Coke Live Music Festival 2007

What the Krack from Krakow

Coke Live Music Festival 2007: Akon wades through the crowds.

Akon wades through the crowds.

Gosia Jasinska on 06 September 2007

Krakow is known by many Brits as a good place for a great (and cheap) party. So the festival is the ideal distraction between the boozy explorations of the city that take place the days before and after the event.

As we enter the festival site on day one there isn’t a queue in sight.  Suddenly the idea of this hot and humid climate with minimum waiting time conjures up thoughts of heaven, but it’s merely the calm before one hell of a storm.

No one had expected a thunderstorm of such power to devour the festival site.  Luckily my tent escapes unscathed, but not everybody is so lucky:  Portaloos are floored, stages are partially destroyed and tent damage is hefty.

Yet, with every cloud having a silver lining, the lighting mapping the silver sky is spectacular and the real highlights are yet to appear. Then Lily Allen takes to the stage to regurgitate her first album to huge cheers, but she’s merely acting as a warm up act for the two main events of the night.

It may only be the second biggest festival in Poland but it’s the first time that Akon has rolled into town. His frenzied set is due to his DJ – Benny D – who open’s the rappers show on his own.

Benny leaps on top of the decks to show off his dancing and his kilt, well skirt, before leaping back down to drop some well known cuts. The audience are being to riot and then Akon comes out to tell his story.

The atmosphere explodes when the RnB prince appears from the side of the stage.  He plays some of his biggest hits including ‘Locked Up’ before he stands on fence near the crowd and leaps onto his bodyguard’s shoulders and wades into adoring audience.

The Krakow krowd go krazy when Faithless step out onto the stage.  Maxi Jaxx and co. up the tempo during their 90 minute performance and the crowd are hot and steamy by the time the electronic idols bash out ‘Insomnia’.

However the dance supremoes hand over the reigns to O.S.T.R to close the first day.  The Polish rapper and freestyler pleases the local crowd with his sharp lyrics and brilliant melodies.

As day two dawns it’s apparent that it’s going to be hot, really hot. We head into the city centre for the day before making our way back to the airfield that holds the festival.

The festival is packed with a melee of international fans.  Among those in attendance includes revellers from Slovakia, Czech Republic, Britain and Germany, but the crowd is mainly from the Baltic coast.  This is where the festival was advertised mainly and bands like S.U.N made the trip from North-Eastern Europe to perform.

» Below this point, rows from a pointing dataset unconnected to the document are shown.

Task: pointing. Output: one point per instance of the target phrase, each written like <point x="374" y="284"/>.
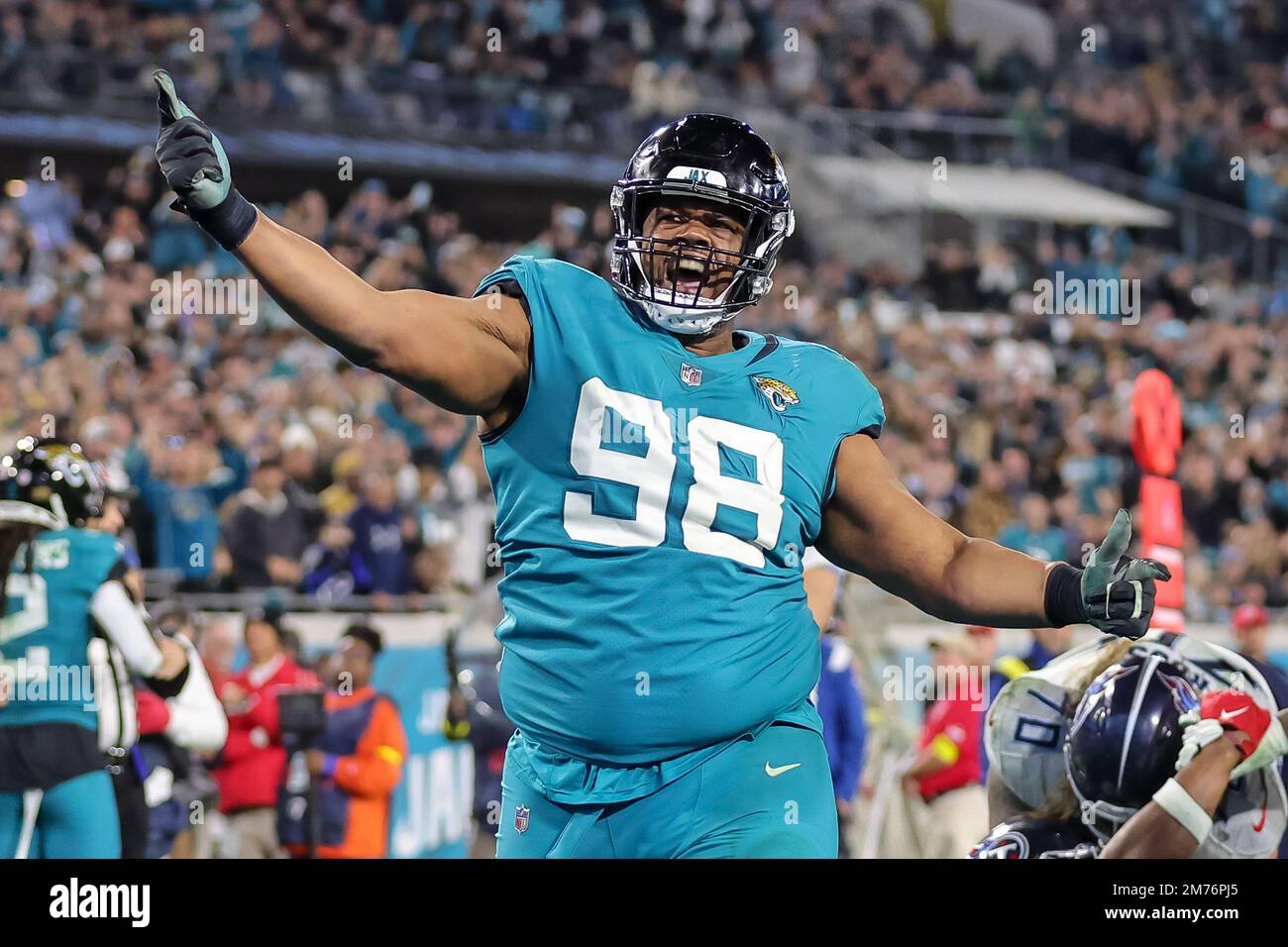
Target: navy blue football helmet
<point x="1126" y="735"/>
<point x="50" y="483"/>
<point x="717" y="158"/>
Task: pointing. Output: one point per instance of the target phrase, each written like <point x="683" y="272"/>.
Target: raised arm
<point x="875" y="527"/>
<point x="468" y="356"/>
<point x="1228" y="737"/>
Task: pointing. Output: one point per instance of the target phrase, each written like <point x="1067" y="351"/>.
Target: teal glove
<point x="196" y="169"/>
<point x="1115" y="592"/>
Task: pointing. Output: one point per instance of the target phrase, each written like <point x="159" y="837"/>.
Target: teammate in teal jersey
<point x="658" y="474"/>
<point x="62" y="582"/>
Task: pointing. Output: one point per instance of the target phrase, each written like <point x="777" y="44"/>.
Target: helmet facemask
<point x="692" y="287"/>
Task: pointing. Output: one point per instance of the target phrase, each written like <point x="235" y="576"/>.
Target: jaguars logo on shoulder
<point x="781" y="394"/>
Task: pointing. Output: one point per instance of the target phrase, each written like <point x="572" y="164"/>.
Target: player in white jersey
<point x="1033" y="797"/>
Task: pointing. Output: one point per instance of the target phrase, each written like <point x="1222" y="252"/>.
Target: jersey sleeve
<point x="864" y="411"/>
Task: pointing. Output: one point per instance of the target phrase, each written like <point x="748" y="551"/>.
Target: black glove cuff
<point x="231" y="222"/>
<point x="1063" y="599"/>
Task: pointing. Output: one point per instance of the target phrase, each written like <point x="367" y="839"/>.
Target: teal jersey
<point x="652" y="512"/>
<point x="47" y="626"/>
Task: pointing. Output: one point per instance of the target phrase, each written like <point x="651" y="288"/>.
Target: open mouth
<point x="687" y="274"/>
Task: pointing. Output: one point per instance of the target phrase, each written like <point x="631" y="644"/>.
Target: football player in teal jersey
<point x="62" y="585"/>
<point x="658" y="475"/>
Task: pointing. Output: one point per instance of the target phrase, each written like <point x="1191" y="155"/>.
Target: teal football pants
<point x="73" y="819"/>
<point x="764" y="796"/>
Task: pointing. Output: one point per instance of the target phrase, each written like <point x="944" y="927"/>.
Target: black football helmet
<point x="1126" y="736"/>
<point x="717" y="158"/>
<point x="50" y="483"/>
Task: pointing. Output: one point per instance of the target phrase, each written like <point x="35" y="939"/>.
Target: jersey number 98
<point x="653" y="471"/>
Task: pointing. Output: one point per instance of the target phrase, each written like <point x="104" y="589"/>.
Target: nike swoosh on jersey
<point x="778" y="771"/>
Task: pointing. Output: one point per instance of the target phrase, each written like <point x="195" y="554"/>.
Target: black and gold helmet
<point x="50" y="483"/>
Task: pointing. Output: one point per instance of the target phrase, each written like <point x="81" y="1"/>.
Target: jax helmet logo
<point x="780" y="393"/>
<point x="1183" y="692"/>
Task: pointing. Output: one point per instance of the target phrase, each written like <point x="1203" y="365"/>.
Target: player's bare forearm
<point x="1153" y="832"/>
<point x="875" y="527"/>
<point x="464" y="355"/>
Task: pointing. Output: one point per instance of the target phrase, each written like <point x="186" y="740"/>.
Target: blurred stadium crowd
<point x="254" y="458"/>
<point x="1166" y="91"/>
<point x="259" y="459"/>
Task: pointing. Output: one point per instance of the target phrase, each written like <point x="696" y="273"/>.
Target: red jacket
<point x="953" y="728"/>
<point x="252" y="771"/>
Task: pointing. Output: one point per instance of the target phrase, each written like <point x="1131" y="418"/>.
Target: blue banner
<point x="432" y="804"/>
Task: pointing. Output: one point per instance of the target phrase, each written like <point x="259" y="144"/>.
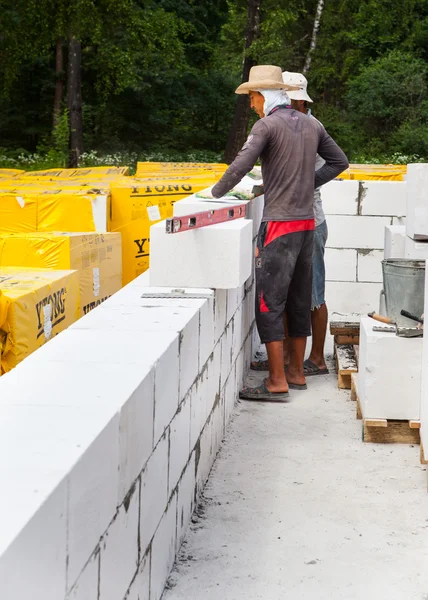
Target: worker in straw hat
<point x="287" y="142"/>
<point x="315" y="363"/>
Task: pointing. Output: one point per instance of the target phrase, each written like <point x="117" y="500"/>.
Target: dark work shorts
<point x="283" y="281"/>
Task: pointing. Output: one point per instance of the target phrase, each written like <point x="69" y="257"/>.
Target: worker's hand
<point x="256" y="173"/>
<point x="206" y="194"/>
<point x="243" y="190"/>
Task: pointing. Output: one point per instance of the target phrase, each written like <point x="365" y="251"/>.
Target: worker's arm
<point x="335" y="160"/>
<point x="244" y="162"/>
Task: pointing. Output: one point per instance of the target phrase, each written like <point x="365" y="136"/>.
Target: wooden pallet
<point x="346" y="364"/>
<point x="386" y="431"/>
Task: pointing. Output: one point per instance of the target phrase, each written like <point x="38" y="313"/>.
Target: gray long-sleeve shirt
<point x="287" y="142"/>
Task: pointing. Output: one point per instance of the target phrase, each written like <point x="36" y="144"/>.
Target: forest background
<point x="87" y="82"/>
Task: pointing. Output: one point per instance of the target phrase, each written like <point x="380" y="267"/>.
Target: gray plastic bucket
<point x="404" y="287"/>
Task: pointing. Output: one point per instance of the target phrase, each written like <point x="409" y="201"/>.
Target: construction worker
<point x="287" y="143"/>
<point x="315" y="364"/>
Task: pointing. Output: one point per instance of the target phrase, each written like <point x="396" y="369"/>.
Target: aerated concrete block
<point x="86" y="587"/>
<point x="381" y="198"/>
<point x="179" y="443"/>
<point x="140" y="587"/>
<point x="417" y="205"/>
<point x="395" y="239"/>
<point x="154" y="493"/>
<point x="93" y="497"/>
<point x="415" y="250"/>
<point x="119" y="550"/>
<point x="340" y="198"/>
<point x="356" y="232"/>
<point x="185" y="500"/>
<point x="163" y="550"/>
<point x="192" y="205"/>
<point x="424" y="382"/>
<point x="218" y="256"/>
<point x="349" y="297"/>
<point x="370" y="266"/>
<point x="340" y="264"/>
<point x="33" y="552"/>
<point x="389" y="375"/>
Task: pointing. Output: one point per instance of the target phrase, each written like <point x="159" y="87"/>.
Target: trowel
<point x="408" y="332"/>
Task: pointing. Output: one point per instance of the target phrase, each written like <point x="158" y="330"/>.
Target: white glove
<point x="207" y="194"/>
<point x="244" y="189"/>
<point x="256" y="173"/>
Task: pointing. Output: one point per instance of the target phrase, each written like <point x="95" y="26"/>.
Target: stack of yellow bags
<point x="375" y="172"/>
<point x="138" y="203"/>
<point x="34" y="307"/>
<point x="84" y="260"/>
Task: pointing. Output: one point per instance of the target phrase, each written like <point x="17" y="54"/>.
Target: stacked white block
<point x="357" y="214"/>
<point x="340" y="197"/>
<point x="108" y="436"/>
<point x="193" y="204"/>
<point x="394" y="241"/>
<point x="417" y="205"/>
<point x="414" y="250"/>
<point x="380" y="198"/>
<point x="217" y="256"/>
<point x="389" y="375"/>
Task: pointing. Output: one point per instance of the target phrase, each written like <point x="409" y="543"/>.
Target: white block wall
<point x="386" y="392"/>
<point x="108" y="435"/>
<point x="357" y="214"/>
<point x="424" y="385"/>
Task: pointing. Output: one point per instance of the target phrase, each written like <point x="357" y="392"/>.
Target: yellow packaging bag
<point x="152" y="168"/>
<point x="72" y="212"/>
<point x="87" y="173"/>
<point x="34" y="307"/>
<point x="18" y="213"/>
<point x="54" y="212"/>
<point x="134" y="210"/>
<point x="96" y="257"/>
<point x="7" y="173"/>
<point x="375" y="172"/>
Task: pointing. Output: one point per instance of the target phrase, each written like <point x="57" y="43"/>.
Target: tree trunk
<point x="74" y="101"/>
<point x="315" y="30"/>
<point x="238" y="130"/>
<point x="59" y="81"/>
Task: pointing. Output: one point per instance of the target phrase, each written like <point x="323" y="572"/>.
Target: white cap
<point x="297" y="80"/>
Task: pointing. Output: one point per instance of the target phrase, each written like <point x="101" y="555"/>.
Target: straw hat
<point x="264" y="77"/>
<point x="299" y="80"/>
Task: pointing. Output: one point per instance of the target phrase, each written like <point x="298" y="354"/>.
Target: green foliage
<point x="161" y="74"/>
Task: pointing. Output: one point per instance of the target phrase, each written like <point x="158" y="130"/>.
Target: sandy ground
<point x="297" y="507"/>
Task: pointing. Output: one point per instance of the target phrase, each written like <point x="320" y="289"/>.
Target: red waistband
<point x="275" y="229"/>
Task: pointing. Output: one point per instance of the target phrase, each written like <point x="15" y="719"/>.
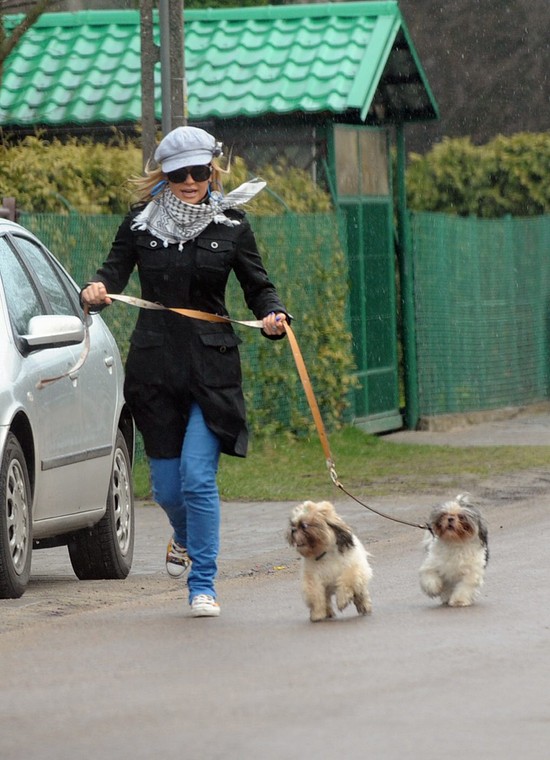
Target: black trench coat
<point x="174" y="360"/>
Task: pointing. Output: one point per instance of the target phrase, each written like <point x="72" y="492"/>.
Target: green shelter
<point x="328" y="86"/>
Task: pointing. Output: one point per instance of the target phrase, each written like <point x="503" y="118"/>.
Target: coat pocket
<point x="219" y="363"/>
<point x="214" y="255"/>
<point x="145" y="362"/>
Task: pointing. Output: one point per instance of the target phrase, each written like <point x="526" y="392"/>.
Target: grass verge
<point x="286" y="469"/>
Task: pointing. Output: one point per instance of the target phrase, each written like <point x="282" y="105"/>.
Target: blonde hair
<point x="143" y="186"/>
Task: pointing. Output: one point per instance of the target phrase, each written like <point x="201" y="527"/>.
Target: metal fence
<point x="482" y="302"/>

Of the Polish bands that are playing, one is worth a mention.  Laki Lan dress up as insects when they are on stage and this time is not different.  Their energizing funk and incomprehensible lyrics are delivered by human-sized butterflies and grasshoppers but the surrealism doesn’t stop everyone dancing.

However it’s down to Chicago rapper Common to kill the enthusiasm with a dull performance.  He gives the crowd a sample of his break-dancing before teaching us the history of hip-hip.  The lecture begins with the DJ, which at that precise moment; his own DJ demonstrates his abilities.  But is a history lesson at a festival really needed?

It’s left to Rihanna to close the concert and see comes out late - with her leg in plaster. The RnB princess spends most of her set sitting down, but it doesn’t hamper the fan’s enjoyment. ‘Umbrella’ isn’t that bad, especially re-worked by her band but her set only lasts 40 minutes.  Not that it bothers the crowd too much – they’re in awe of the shower of beautiful firework finale.

Overall Coke Live Music Festival is a friendly event full of beautiful people and it provides an excellent opportunity to spend time in Krakow. It is cheap, easy to get to, and it doesn’t suffer from overcrowding. The only real queues are those for the morning showers.

There are some teething problems the organizers have to think over, but as they gain experience by running the premier Polish festival – Open’er - they’ll certainly manage to give this one a kick.